When Pasco County deputy superintendent of schools Ray Gadd first came across the sprawling 250 acres or so of property on Old Pasco Rd., he decided he wanted it.
However, he couldn’t have it — it was under the control of home builder D.R. Horton, which had portions of it under contract with three different people.
Disappointed, Gadd told the home builder that if those contracts fell through, to let him know.
And fall through they all did, leaving Gadd and Pasco County planning director Chris Williams with an opportunity to convince three different people to sell their slices of the parcel.
Years later, on a perfectly sunny and cloudless day, Gadd stood on that property smiling, with Cypress Creek Middle/High School behind him, a separate Cypress Creek Middle School under construction to the north of him, and the future home of the Instructional Performing Arts Center (IPAC) on the nine acres beneath his feet.
The IPAC, a joint $18-million venture between Pasco County Schools and Pasco-Hernando State College (PHSC), celebrated the IPAC’s official groundbreaking on April 23, with Gadd sharing the story of the land’s acquisition with a crowd of 100 or so.
“Chris Williams and I sat in a little block home… with a couple, and we negotiated their part of the land,” Gadd said. “Then, we went out to a trailer in a little ranch and stable up the hill, about where the middle school is going up and negotiated that piece of land.
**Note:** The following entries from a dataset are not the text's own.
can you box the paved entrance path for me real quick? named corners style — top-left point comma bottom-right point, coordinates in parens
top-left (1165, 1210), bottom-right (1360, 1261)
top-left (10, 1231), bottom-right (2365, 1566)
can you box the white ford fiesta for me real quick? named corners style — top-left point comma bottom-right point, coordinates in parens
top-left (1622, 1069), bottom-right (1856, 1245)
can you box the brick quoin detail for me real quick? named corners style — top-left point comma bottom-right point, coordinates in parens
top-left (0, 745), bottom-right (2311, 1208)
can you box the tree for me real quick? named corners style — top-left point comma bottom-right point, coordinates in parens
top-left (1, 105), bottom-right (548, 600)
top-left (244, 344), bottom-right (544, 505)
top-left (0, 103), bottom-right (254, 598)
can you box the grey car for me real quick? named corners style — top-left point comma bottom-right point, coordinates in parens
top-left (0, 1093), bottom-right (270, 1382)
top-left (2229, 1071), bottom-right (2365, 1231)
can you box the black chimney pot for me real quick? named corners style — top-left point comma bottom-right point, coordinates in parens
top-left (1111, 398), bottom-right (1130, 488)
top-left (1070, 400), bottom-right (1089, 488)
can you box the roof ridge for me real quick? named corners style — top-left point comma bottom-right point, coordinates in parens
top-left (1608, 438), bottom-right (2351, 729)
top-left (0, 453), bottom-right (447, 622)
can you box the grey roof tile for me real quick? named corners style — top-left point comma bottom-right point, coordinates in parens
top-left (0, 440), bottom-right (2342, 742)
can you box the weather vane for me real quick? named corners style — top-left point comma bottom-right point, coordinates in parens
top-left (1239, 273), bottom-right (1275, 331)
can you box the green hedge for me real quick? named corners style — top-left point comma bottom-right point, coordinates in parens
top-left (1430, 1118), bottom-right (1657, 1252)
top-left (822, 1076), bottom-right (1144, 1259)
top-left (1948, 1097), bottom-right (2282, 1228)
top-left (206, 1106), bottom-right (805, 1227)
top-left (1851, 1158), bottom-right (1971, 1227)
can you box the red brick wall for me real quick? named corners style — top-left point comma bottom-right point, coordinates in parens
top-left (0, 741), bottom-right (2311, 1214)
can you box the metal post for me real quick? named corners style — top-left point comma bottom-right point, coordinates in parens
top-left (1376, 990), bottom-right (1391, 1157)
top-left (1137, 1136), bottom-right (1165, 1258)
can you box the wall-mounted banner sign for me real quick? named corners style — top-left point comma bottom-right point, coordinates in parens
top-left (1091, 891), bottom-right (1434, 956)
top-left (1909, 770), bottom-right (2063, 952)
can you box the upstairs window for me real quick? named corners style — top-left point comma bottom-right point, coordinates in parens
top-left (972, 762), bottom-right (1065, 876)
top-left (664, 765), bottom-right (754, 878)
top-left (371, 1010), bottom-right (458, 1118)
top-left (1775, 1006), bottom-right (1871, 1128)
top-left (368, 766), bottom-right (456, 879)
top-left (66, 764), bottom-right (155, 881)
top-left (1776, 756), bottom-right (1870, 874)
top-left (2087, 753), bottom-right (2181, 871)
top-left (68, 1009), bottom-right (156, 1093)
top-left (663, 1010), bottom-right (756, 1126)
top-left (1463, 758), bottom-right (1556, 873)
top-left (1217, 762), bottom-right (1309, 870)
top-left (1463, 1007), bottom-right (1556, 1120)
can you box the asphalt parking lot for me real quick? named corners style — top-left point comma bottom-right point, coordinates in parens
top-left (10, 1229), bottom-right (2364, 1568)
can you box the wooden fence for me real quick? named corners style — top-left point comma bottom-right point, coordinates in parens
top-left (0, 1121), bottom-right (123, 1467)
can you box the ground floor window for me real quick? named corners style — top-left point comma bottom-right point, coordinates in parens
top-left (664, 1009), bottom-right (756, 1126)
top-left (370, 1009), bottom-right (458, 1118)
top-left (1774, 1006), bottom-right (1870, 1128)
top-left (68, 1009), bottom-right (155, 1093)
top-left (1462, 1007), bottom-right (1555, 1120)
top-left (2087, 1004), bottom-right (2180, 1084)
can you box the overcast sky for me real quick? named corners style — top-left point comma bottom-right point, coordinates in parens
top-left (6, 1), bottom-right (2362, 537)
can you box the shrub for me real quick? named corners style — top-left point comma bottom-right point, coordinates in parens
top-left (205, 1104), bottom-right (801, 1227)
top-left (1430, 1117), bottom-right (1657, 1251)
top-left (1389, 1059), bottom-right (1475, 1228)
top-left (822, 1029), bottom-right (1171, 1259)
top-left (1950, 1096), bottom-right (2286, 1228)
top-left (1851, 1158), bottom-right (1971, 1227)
That was easier than the third gentleman we negotiated with…but ultimately we got all 250 acres. So, that was the beginning of this vision.”
The IPAC facility, which will be located at 8701 Old Pasco Rd. in Wesley Chapel, is expected to be the bridge for students interested in performing arts at Cypress Creek Middle/High.
The facility is a joint effort between PHSC and the Pasco School District, and will offer programs in dance, theater and music, both vocal and instrumental. It also will offer dual enrollment opportunities for local high school students.
“It’s a huge bonus for us,” said Cypress Creek Middle/High principal Carin Hetzler-Nettles. “The dual enrollment opportunities that our students will have at their fingertips is exceptional.”
Dr. Stanley Giannet, the vice president of academic affairs and faculty development at PHSC, said the facility will have an “economic development flavor” to it as well, with a new Associate of Science degree in digital design and multimedia technology.
“It’s a high-wage, high-skill industry, and those who finish our (new) program will be immediately employable,” Giannet says.
Although the facility will be run by a center director who will be a PHSC employee, Giannet says there will be “significant levels of collaboration” in regard to the programming and the pipelining of students into the center.
The state-of-the-art performing arts space also is expected to attract artists from all over the country, as well as those locally, and is expected to generate additional revenue for both the county and PHSC.
According to Gadd, the theater’s overhang and lobby area can be used to host banquets and meetings, so the local chambers of commerce and Rotary clubs can hold events there, and the master agreement allows for serving alcohol at the center (but not at the adjacent schools).
“It’s going to be a full-blown professional theater,” Gadd said. “There will be student productions, (acting) troupes that can book shows and maybe even some old rock-n’-rollers that want to play music. Hopefully, the community will take advantage of it in that respect. That’s the dream.”
The dream of the district, as well as PHSC, to build a performing arts center in has existed in some form for years. Originally, it was expected to be built near PHSC’s Porter Campus at Wiregrass Ranch. Developer JD Porter, whose family donated the land the college (and Wiregrass Ranch High and Long Middle School) is built on, even talked of a performing arts facility as an attraction for Wiregrass Ranch’s future town center north of S.R. 56, near the forthcoming indoor athletic facility to be called the Wiregrass Sports Complex.
But, Porter has withdrawn interest following the decision to move the project to the Cypress Creek campus, which is more than 10 miles away from the PHSC campus.
Money to build the project — $15.5 million — was secured with the help of then-Speaker of the Florida House of Representatives Will Weatherford. The school district donated 5.85 acres on the Cypress Creek campus’ southeast corner to the college, which will pay for the remaining construction costs of the $18-million project.
The IPAC, as well as the already-under-construction Cypress Creek Middle School, are both scheduled to open in the fall of 2020.
The separate middle school also will feature a state-of-the-art 150-seat black box theater, and an orchestra room that also will accommodate dance and chorus programs.
The planned performing arts center — the second major PAC at a Wesley Chapel school site (the other is at Wesley Chapel High on Wells Rd.) — also is expected to enhance PHSC’s regional appeal to students at its Dade City campus, 13 miles to the east, and maybe even, Dr. Gianett says, its Brooksville campus 30 miles to the north, especially once the Overpass Rd. interchange at I-75 is built.
“Having the Instructional Performing Arts Center here will elevate both schools,” Giannet said.